Søren glared at Henrik.

“It means,” he said, addressing Dr. Bjerregaard, “that Helland somehow ingested a tapeworm egg.” On realizing the implications, he fell silent.

“Or, to be precise, 2,600 eggs,” Dr. Bjerregaard interjected. “If that’s the number of cysticerci Bøje found in the tissue of the diseased, then it would equal 2,600 eggs.”

Søren managed to suppress his revulsion to such an extent that he could follow her logic. “But he didn’t ingest a whole . . .” he checked his notes again, “proglottid?”

“That would be impossible to know.”

Søren detected a microscopic smile at the corner of her mouth.

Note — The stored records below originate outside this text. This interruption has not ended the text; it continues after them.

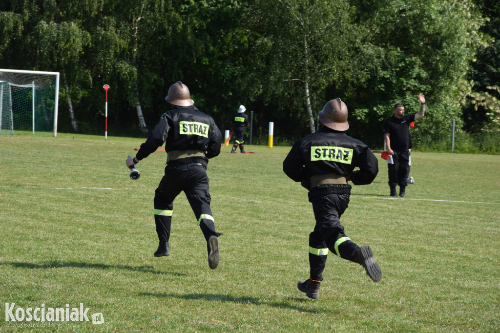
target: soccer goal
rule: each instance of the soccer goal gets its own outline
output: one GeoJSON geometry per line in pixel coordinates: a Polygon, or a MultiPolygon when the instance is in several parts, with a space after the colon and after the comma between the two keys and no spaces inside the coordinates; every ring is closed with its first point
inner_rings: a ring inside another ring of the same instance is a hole
{"type": "Polygon", "coordinates": [[[14,130],[57,136],[59,73],[0,69],[0,134],[14,130]]]}

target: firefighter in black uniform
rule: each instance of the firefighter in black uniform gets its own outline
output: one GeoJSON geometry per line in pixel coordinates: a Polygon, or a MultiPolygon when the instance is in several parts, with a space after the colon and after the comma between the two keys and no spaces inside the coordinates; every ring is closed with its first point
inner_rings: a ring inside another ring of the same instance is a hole
{"type": "Polygon", "coordinates": [[[244,113],[245,112],[245,107],[242,105],[240,106],[238,112],[234,116],[234,119],[232,124],[234,126],[234,144],[232,145],[232,149],[231,152],[236,153],[236,148],[240,146],[240,151],[242,154],[246,154],[245,150],[243,148],[243,136],[245,134],[245,128],[248,124],[248,116],[244,113]]]}
{"type": "Polygon", "coordinates": [[[418,95],[420,111],[414,114],[405,114],[404,106],[398,103],[394,106],[394,115],[386,120],[384,124],[384,138],[388,152],[392,156],[392,163],[388,164],[390,196],[398,196],[396,186],[400,186],[399,196],[406,196],[406,177],[408,174],[410,150],[412,138],[410,124],[420,119],[425,114],[426,96],[418,95]]]}
{"type": "Polygon", "coordinates": [[[173,108],[160,117],[130,166],[154,152],[164,143],[168,156],[165,175],[155,192],[154,222],[160,240],[154,256],[170,255],[168,240],[174,200],[182,191],[188,198],[206,241],[208,266],[215,269],[220,255],[218,236],[210,209],[208,158],[220,153],[220,131],[210,116],[198,110],[189,90],[180,81],[172,84],[165,99],[173,108]]]}
{"type": "Polygon", "coordinates": [[[329,101],[318,114],[324,126],[295,142],[283,162],[283,170],[310,190],[316,224],[309,235],[310,276],[297,288],[310,298],[318,299],[328,250],[357,262],[375,282],[382,272],[368,245],[360,248],[346,236],[339,219],[349,204],[351,181],[370,184],[378,172],[376,158],[366,144],[348,136],[348,110],[340,98],[329,101]],[[354,171],[356,167],[358,170],[354,171]]]}

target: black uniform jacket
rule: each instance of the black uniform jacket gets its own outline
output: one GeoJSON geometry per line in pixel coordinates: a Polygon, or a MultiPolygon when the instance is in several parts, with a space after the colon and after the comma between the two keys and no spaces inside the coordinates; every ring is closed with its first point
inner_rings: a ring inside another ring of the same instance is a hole
{"type": "Polygon", "coordinates": [[[296,182],[334,173],[350,175],[355,185],[365,185],[376,176],[378,162],[363,142],[344,132],[324,126],[295,142],[283,162],[283,171],[296,182]],[[359,170],[354,171],[356,167],[359,170]]]}
{"type": "Polygon", "coordinates": [[[232,124],[234,126],[234,130],[244,130],[248,124],[248,116],[243,112],[236,114],[232,121],[232,124]]]}
{"type": "MultiPolygon", "coordinates": [[[[148,157],[164,142],[168,153],[171,150],[200,150],[204,152],[208,158],[220,154],[222,134],[214,119],[194,106],[176,108],[160,117],[146,142],[140,145],[136,155],[138,160],[148,157]]],[[[202,160],[206,166],[208,162],[204,157],[178,160],[174,160],[190,163],[202,160]]]]}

“If the proglottid carried more than forty thousand eggs, you would have expected many more than 2,600 cysticerci. However, there might be several factors why only 2,600 managed to develop.” She shrugged. “The point is Lars Helland acted as the intermediate host, and that happens very rarely in these latitudes. During my thirty years here, I’ve only come across three cases of human intermediate host infection, and they were all discovered in people who had recently returned from countries with a high prevalence of Taenia solium, such as Latin America, non-Islamic Asia, and Africa. Do you know if Helland spent time in a high-risk country?”

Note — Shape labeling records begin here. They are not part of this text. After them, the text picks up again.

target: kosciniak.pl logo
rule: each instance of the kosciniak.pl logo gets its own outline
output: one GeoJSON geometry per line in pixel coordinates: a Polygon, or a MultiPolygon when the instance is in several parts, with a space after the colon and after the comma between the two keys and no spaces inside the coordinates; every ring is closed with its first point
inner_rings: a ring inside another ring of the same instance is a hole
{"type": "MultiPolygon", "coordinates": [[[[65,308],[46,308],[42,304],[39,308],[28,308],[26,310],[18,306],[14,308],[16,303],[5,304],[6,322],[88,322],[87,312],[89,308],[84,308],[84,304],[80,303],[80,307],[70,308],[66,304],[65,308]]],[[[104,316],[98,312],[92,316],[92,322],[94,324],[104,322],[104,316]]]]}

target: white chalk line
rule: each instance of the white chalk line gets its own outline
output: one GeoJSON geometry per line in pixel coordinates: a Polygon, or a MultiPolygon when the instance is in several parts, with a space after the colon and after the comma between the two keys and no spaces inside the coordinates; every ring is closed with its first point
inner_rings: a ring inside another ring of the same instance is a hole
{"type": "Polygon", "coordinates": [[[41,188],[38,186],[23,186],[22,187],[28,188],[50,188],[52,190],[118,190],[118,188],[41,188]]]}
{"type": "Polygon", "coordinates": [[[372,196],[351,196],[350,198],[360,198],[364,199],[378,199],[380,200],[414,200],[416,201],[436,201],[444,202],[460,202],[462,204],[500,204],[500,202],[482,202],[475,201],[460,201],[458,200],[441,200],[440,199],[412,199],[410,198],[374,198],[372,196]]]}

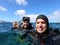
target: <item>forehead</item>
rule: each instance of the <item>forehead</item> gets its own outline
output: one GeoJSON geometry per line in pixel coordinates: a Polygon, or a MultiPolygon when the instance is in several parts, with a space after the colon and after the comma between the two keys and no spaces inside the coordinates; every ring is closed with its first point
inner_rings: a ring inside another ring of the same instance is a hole
{"type": "Polygon", "coordinates": [[[28,21],[23,21],[24,23],[28,23],[28,21]]]}
{"type": "Polygon", "coordinates": [[[36,22],[45,22],[43,19],[37,19],[36,22]]]}

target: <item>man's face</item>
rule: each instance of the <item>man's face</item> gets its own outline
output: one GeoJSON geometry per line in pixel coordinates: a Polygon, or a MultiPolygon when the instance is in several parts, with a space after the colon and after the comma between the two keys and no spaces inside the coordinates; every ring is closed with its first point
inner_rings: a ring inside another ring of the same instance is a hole
{"type": "Polygon", "coordinates": [[[23,21],[23,27],[24,27],[24,28],[27,28],[28,25],[29,25],[28,21],[23,21]]]}
{"type": "Polygon", "coordinates": [[[36,31],[38,33],[43,33],[47,29],[46,22],[43,19],[37,19],[36,20],[36,31]]]}

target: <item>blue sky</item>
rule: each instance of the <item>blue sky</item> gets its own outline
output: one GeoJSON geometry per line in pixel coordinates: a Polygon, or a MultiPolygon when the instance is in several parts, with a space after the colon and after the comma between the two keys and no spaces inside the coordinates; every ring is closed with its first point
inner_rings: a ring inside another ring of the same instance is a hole
{"type": "Polygon", "coordinates": [[[13,22],[29,16],[35,22],[39,14],[49,22],[60,22],[60,0],[0,0],[0,20],[13,22]]]}

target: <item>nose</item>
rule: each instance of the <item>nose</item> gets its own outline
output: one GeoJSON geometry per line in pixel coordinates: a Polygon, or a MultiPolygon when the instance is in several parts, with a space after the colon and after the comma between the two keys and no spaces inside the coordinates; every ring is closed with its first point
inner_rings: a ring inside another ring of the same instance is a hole
{"type": "Polygon", "coordinates": [[[42,23],[39,23],[39,26],[42,26],[42,23]]]}

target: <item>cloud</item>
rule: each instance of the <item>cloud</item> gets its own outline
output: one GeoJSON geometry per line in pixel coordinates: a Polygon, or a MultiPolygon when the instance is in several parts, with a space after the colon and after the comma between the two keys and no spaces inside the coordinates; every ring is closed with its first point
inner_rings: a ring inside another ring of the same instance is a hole
{"type": "Polygon", "coordinates": [[[4,7],[0,7],[0,11],[7,11],[7,9],[4,7]]]}
{"type": "Polygon", "coordinates": [[[25,15],[26,11],[25,10],[17,10],[14,14],[22,16],[25,15]]]}
{"type": "Polygon", "coordinates": [[[30,15],[27,15],[27,16],[30,17],[31,22],[35,22],[38,14],[30,14],[30,15]]]}
{"type": "Polygon", "coordinates": [[[25,10],[17,10],[14,14],[20,16],[20,18],[24,16],[30,17],[31,22],[35,22],[35,19],[37,17],[37,14],[26,14],[25,10]]]}
{"type": "Polygon", "coordinates": [[[27,5],[27,1],[26,0],[16,0],[16,4],[17,5],[27,5]]]}
{"type": "Polygon", "coordinates": [[[60,10],[56,10],[48,16],[50,22],[60,22],[60,10]]]}

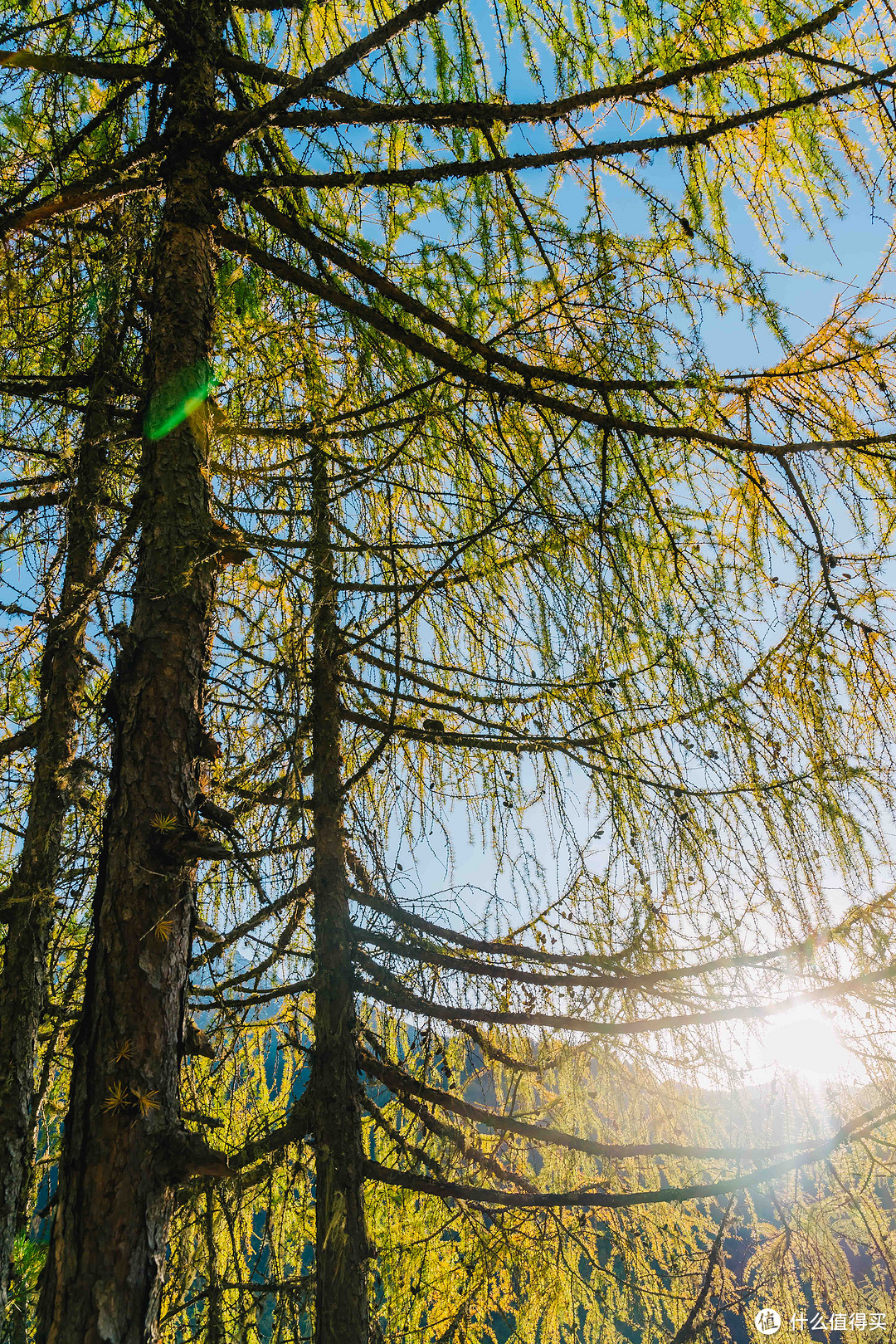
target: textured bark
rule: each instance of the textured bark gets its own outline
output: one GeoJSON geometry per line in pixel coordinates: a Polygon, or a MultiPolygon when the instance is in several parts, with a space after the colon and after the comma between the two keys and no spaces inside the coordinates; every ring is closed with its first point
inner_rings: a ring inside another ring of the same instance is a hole
{"type": "MultiPolygon", "coordinates": [[[[107,368],[116,348],[101,331],[69,496],[66,570],[59,606],[48,622],[40,663],[40,714],[34,737],[34,773],[21,852],[4,894],[7,935],[0,974],[0,1321],[9,1286],[16,1231],[27,1216],[34,1173],[34,1066],[47,996],[47,953],[54,925],[54,888],[71,794],[83,646],[85,590],[95,574],[97,508],[106,466],[107,368]]],[[[12,1322],[15,1327],[16,1322],[12,1322]]]]}
{"type": "Polygon", "coordinates": [[[196,860],[177,836],[201,788],[215,570],[201,396],[215,310],[215,60],[208,0],[179,15],[179,50],[156,250],[149,345],[150,430],[141,462],[141,539],[129,636],[109,698],[113,769],[94,939],[44,1270],[46,1344],[159,1337],[179,1128],[196,860]],[[191,414],[177,422],[177,406],[191,414]],[[164,923],[161,923],[164,921],[164,923]]]}
{"type": "Polygon", "coordinates": [[[312,450],[314,657],[314,1066],[316,1344],[367,1344],[369,1255],[364,1222],[364,1152],[352,929],[343,829],[341,632],[330,546],[328,468],[312,450]]]}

“We’ll be checking that. The parasite theory is still very new to us,” he said, by way of apology, and continued, “How can you tell how long the cysticerci have been in Helland’s tissue?”

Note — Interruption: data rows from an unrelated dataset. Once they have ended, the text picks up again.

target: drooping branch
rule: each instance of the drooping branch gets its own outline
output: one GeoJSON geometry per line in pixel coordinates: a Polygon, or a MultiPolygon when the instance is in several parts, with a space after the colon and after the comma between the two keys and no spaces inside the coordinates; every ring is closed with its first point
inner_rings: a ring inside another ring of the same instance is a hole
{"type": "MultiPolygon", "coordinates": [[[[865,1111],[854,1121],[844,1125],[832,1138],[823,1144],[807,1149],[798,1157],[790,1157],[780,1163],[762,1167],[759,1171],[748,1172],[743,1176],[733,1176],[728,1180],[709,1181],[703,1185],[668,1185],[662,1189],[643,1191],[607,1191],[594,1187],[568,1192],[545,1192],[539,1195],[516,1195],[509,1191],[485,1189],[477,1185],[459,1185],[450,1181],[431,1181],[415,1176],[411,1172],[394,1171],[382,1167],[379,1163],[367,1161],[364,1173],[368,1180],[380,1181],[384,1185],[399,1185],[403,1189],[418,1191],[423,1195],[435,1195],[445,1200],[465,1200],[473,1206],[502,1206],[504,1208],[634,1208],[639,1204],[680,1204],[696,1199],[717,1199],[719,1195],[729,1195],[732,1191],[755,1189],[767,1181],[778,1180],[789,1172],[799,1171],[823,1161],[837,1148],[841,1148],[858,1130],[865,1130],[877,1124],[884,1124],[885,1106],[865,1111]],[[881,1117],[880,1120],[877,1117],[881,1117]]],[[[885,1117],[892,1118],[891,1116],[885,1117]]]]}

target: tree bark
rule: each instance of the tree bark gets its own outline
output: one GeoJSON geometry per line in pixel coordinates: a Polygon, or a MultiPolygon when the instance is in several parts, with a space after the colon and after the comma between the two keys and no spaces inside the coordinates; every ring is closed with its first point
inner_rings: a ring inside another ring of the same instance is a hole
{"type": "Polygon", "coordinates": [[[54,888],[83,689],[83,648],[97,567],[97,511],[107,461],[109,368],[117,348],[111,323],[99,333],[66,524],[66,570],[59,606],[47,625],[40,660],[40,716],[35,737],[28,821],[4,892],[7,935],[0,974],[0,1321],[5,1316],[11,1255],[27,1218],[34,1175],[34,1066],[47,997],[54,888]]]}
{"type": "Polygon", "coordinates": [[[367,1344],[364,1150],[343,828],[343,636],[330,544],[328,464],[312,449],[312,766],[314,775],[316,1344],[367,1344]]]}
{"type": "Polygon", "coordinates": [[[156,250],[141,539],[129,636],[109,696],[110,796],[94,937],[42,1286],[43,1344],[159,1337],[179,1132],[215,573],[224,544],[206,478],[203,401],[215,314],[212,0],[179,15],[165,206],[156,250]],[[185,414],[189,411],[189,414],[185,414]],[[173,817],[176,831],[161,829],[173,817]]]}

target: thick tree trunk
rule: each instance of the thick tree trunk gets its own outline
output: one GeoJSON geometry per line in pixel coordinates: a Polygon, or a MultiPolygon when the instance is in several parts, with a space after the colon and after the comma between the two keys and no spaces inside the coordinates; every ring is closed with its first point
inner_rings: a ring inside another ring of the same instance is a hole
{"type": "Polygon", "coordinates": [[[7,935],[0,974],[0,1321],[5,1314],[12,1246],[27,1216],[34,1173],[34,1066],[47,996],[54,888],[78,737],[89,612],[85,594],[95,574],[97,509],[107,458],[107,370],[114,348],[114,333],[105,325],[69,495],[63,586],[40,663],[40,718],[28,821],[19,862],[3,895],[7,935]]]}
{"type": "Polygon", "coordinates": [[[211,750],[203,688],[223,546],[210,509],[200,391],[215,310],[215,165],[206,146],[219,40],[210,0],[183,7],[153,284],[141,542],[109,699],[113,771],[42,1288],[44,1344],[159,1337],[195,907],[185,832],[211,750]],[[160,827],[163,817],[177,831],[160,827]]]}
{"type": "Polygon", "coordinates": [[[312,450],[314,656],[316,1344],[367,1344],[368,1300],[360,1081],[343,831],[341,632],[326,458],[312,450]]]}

“The host body forms calcium capsules around the cysticercus, to protect itself from the foreign object, and in the capsule, the cysticercus awaits its next developmental stage. You can determine the exact age of the cysticercus by measuring the thickness of the calcium shell. This would normally take place in pigs, which will be eaten sooner or later, and this places an upper limit on how calcified the capsule becomes. However, humans are unlikely to be eaten, aren’t they? The growth of the cysticercus is generally very slow, and as Helland’s cysticerci were fairly large, I would estimate that they’d developed over a long period of time. The capsules were thick and the cysticerci would undoubtedly have demanded more and more room. To begin with, they would have caused Professor Helland only mild irritation, but in time they would have become a pathological condition, and I can’t imagine how he coped with it. Cysticerci have a preference for the central nervous system, and from records—from Mexico, for example, where the occurrence of humans infected with cysticerci is high—82 percent of cysticerci had attached themselves to nerve tissue. Otherwise they prefer muscular and subcutaneous tissue, in that order.”